"This guy has been sitting in prison for a long time, and he shouldn't be there."
In August of 2002, a home on First Street in Rochester went up in flames. Police would later discover the bodies of two people inside: Clara Sconiers and Thomas Reed. It was determined the two had been beaten to death before the fire was set.
Charles Pierre, Clara's then-boyfriend, was charged with the crime – first degree murder, second degree murder and arson. The District Attorney's Office even at one point considered the death penalty.
Pierre was tried and it took a jury less than two hours to convict him.

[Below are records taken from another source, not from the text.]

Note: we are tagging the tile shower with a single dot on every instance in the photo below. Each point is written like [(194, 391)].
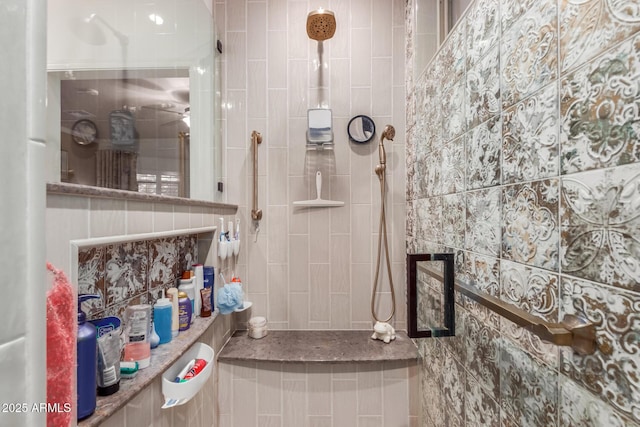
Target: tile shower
[(523, 159)]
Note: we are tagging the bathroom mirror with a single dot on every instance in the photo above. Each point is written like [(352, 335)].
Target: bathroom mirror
[(147, 80), (361, 129), (430, 281)]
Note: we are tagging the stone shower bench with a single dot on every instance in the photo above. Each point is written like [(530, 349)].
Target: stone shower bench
[(318, 346)]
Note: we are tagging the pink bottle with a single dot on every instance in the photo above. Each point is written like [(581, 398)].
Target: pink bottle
[(137, 325)]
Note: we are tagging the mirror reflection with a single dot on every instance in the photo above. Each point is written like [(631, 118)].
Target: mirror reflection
[(361, 129), (141, 137), (131, 97)]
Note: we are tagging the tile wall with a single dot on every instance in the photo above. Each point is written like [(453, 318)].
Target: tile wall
[(314, 268), (130, 273), (523, 159)]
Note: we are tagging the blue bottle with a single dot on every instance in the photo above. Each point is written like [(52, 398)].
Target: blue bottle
[(162, 314), (87, 362)]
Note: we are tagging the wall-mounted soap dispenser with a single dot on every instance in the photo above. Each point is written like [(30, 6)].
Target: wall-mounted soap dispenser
[(320, 129)]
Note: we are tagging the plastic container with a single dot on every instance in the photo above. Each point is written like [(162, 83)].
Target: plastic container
[(172, 293), (209, 276), (184, 311), (179, 393), (163, 318), (189, 287), (108, 338), (137, 326), (257, 327), (87, 359)]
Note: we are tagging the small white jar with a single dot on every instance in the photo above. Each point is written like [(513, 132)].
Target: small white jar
[(257, 327)]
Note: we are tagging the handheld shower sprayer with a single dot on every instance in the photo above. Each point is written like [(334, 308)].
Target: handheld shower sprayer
[(389, 133)]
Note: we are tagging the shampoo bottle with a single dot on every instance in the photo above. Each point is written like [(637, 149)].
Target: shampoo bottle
[(87, 362), (162, 318)]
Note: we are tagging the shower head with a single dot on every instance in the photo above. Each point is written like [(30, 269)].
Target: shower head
[(389, 133), (321, 24)]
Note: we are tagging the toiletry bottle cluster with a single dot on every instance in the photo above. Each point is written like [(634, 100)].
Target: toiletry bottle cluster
[(99, 363)]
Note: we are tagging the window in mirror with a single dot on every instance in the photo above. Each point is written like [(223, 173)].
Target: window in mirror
[(430, 295)]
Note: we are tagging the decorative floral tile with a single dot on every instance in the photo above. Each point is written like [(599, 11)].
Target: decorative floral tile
[(453, 223), (482, 358), (588, 28), (483, 89), (119, 308), (433, 406), (531, 289), (480, 407), (535, 291), (483, 29), (453, 166), (482, 234), (530, 231), (453, 111), (601, 226), (125, 271), (455, 345), (484, 273), (429, 219), (528, 389), (512, 10), (529, 52), (450, 62), (530, 141), (483, 155), (580, 408), (599, 111), (433, 114), (187, 251), (613, 371), (91, 279), (164, 264), (432, 182)]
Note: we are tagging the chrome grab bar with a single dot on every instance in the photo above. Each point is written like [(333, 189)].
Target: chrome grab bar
[(256, 138)]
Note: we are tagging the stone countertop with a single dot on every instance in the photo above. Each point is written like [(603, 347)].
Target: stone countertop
[(316, 346), (162, 357)]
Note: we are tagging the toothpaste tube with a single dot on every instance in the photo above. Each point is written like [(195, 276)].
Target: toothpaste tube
[(195, 369)]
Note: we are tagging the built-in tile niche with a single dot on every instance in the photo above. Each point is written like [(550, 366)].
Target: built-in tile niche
[(132, 272)]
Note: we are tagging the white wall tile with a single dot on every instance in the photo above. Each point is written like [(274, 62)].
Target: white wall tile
[(299, 310), (107, 217), (277, 177), (278, 293), (345, 413), (162, 217), (257, 89), (236, 15), (293, 405), (319, 292)]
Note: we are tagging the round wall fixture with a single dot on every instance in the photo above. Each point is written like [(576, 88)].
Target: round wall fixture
[(361, 129), (84, 132)]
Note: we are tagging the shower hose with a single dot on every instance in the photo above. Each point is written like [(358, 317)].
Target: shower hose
[(382, 233)]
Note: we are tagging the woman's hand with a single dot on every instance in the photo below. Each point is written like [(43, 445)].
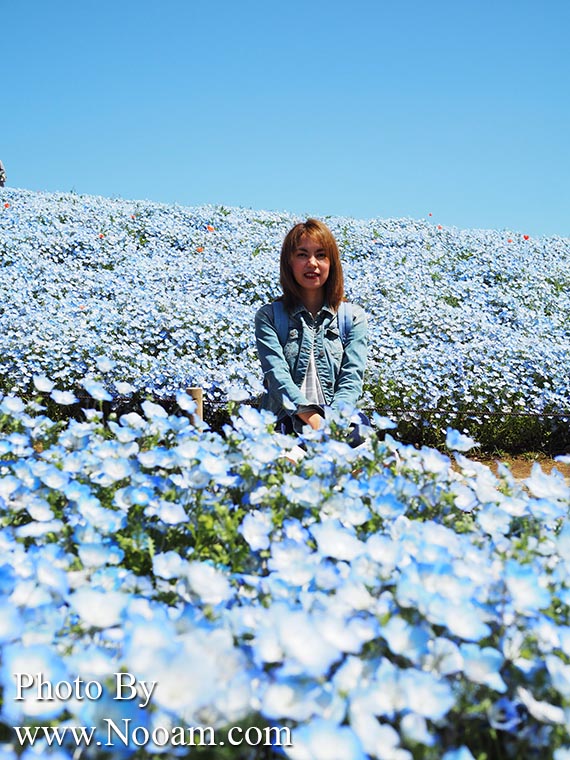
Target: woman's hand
[(313, 419)]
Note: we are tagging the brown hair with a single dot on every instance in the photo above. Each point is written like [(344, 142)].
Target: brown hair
[(334, 285)]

The house at 262 First Street no longer exists. It was there that a witness saw Charles Pierre fighting with the victim, and another witness saw him leaving the burning home.
"My client is an immigrant and doesn't speak good English," said attorney Van White.

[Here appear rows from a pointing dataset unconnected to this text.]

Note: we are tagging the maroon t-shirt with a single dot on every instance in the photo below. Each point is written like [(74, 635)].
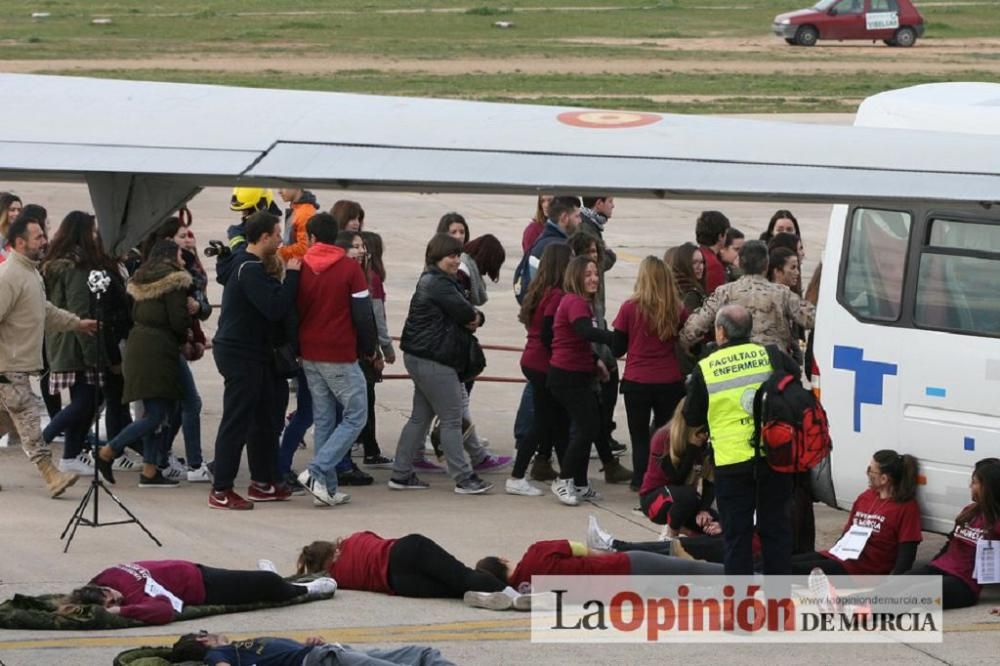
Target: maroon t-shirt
[(536, 354), (959, 558), (570, 351), (892, 523), (650, 360), (363, 563), (182, 579), (555, 558)]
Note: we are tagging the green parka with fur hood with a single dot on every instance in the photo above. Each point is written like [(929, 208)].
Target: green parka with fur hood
[(152, 353)]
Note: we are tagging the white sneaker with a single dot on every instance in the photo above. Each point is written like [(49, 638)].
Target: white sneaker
[(318, 490), (488, 600), (588, 494), (521, 487), (76, 465), (598, 539), (564, 490), (200, 475), (321, 587), (124, 463)]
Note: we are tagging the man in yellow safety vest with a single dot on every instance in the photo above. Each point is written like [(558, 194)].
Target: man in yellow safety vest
[(720, 395)]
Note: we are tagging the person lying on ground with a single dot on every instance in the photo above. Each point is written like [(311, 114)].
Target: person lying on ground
[(411, 566), (154, 591), (569, 558), (219, 650)]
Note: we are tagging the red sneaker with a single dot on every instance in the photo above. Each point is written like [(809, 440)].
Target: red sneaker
[(267, 492), (227, 499)]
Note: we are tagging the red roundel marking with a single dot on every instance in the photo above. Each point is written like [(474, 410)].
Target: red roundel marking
[(608, 119)]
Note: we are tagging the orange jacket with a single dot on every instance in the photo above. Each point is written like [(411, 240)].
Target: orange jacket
[(295, 235)]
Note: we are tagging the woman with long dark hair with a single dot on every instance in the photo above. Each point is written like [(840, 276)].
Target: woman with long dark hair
[(162, 315), (572, 371), (550, 427), (688, 266), (889, 507), (436, 346), (74, 252)]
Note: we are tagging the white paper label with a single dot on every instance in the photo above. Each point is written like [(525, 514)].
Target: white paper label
[(852, 543), (154, 589), (882, 20), (987, 568)]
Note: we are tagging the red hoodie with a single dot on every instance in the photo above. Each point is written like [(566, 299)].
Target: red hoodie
[(180, 578), (326, 285)]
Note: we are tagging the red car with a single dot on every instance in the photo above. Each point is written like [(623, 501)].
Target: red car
[(896, 22)]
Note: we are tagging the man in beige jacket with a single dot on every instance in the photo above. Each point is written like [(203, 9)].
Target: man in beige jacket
[(25, 315)]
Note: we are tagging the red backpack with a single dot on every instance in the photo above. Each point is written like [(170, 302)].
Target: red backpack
[(790, 425)]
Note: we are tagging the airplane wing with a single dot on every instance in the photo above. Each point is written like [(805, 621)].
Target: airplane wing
[(145, 148)]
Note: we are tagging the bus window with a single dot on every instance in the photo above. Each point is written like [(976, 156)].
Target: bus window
[(876, 261), (956, 288)]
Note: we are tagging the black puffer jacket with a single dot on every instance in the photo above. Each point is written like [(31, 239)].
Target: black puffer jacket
[(435, 324)]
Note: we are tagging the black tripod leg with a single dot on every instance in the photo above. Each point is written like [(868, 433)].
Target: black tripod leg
[(131, 515), (77, 517)]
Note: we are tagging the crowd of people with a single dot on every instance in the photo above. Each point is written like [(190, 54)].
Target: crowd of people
[(304, 303)]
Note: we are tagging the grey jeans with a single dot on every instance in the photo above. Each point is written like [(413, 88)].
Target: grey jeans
[(654, 564), (332, 654), (436, 390)]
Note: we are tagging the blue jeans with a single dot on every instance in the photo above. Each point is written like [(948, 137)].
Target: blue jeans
[(156, 412), (296, 429), (332, 383)]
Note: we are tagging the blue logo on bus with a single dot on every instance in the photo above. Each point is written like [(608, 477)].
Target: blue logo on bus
[(868, 377)]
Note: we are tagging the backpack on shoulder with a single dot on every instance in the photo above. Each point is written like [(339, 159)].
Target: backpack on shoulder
[(791, 429)]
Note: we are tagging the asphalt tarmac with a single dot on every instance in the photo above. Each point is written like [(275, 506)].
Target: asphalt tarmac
[(32, 561)]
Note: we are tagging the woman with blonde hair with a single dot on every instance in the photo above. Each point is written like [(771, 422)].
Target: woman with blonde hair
[(677, 490), (646, 328)]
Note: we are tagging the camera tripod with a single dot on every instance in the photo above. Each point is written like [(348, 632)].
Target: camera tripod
[(98, 284)]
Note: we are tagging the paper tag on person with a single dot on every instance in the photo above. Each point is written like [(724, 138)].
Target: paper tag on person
[(850, 546), (987, 569), (154, 589)]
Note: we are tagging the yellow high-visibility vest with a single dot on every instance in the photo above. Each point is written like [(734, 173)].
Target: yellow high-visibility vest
[(732, 377)]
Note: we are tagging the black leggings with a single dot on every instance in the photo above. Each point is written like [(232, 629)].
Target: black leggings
[(550, 426), (955, 593), (641, 402), (418, 567), (804, 563), (224, 586), (574, 392)]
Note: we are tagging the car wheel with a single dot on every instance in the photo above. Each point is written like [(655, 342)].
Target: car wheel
[(905, 37), (806, 36)]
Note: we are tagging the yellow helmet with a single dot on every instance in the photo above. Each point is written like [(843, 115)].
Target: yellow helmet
[(251, 198)]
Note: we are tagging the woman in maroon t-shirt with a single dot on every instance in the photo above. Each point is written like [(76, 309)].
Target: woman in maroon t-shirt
[(890, 509), (572, 369), (412, 566), (646, 327), (980, 520), (550, 427), (677, 491)]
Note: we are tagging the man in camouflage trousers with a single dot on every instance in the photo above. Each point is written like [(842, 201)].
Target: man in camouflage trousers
[(25, 314), (774, 307)]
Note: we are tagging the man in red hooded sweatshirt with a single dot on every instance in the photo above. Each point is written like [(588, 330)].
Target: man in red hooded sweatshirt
[(336, 322)]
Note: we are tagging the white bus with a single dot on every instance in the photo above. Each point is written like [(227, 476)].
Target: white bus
[(908, 323)]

White says Pierre's family contacted him early this year, asking for help.
"People made some assumptions based on what witnesses observed and made that logical, but canyon-sized leap, because he had an argument with her he must've killed her. There was no other evidence to suggest he was involved. He steadfastly maintained his innocence. And you know what's interesting, the First Street house, you know who was a resident there? Mr. Boyd. Mr. Boyd lived there," said White.

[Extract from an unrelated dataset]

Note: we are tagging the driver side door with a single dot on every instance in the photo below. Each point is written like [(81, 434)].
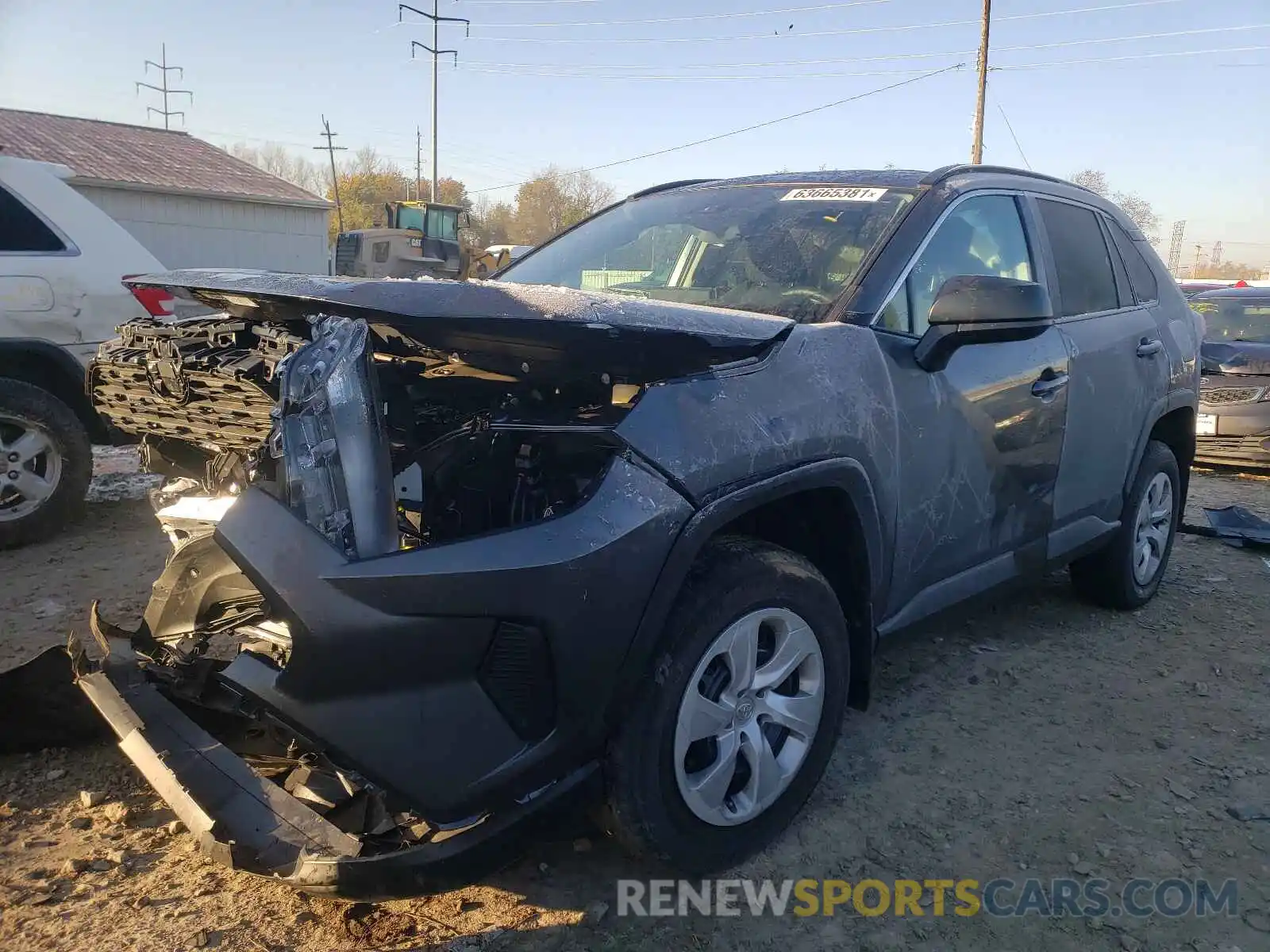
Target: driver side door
[(981, 440)]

Darrell Boyd was accused of killing his neighbor Katharina Lawn in 2007. It was during that investigation that information surfaced related to Pierre's conviction.
Pierre, who is serving a life sentence at the Attica Correctional Facility, received a letter in November of 2013 from prosecutor Kelly Wolford. She tells Pierre "Ms. Boyd revealed to investigators that Darrell Boyd, her husband in 2002, told her that he was responsible for the murders at 262 First Street. Mr. Boyd told his then-wife that he killed two people with a baseball bat and set the house on fire."
The letter says that Boyd also told two incarcerated individuals that he was responsible for the First Street murders.
Boyd was convicted last week of killing Lawn. He beat her to death, then set her Merchants Rd. house on fire.
"The latest conviction suggests this is maybe his modus operandi."
The District Attorney's office said it started investigating the claims when it became aware of them in early 2013. That investigation, which includes Rochester Police, is ongoing.
Even after a conviction, the DA's Office is required by law to turn over any newly discovered information to a defendant. District Attorney Sandra Doorley says that was done with the letter. White says that was not done quickly enough.
"There is no prosecutor alive who wants to convict an innocent man, but right now we have to follow the procedure. We have to follow the law. We have to look into the reliability of this new evidence. Because we had reliable evidence, proof beyond a reasonable doubt that went before a court and was sustained by an appellant. We have to follow the process. We have to investigate," Doorley said.
Doorley was in 2003 the prosecutor in Pierre's case.
"If Mr. Pierre is in fact innocent, I will have no qualms about going into court, looking him in the eye and releasing him. Right now, I just want to make sure justice is served," Doorley said.
Van White filed a motion asking a judge to vacate Charles Pierre's conviction. That could lead to a hearing, where both sides will make their case.
The Rochester Police Department deferred all comments to the DA's Office.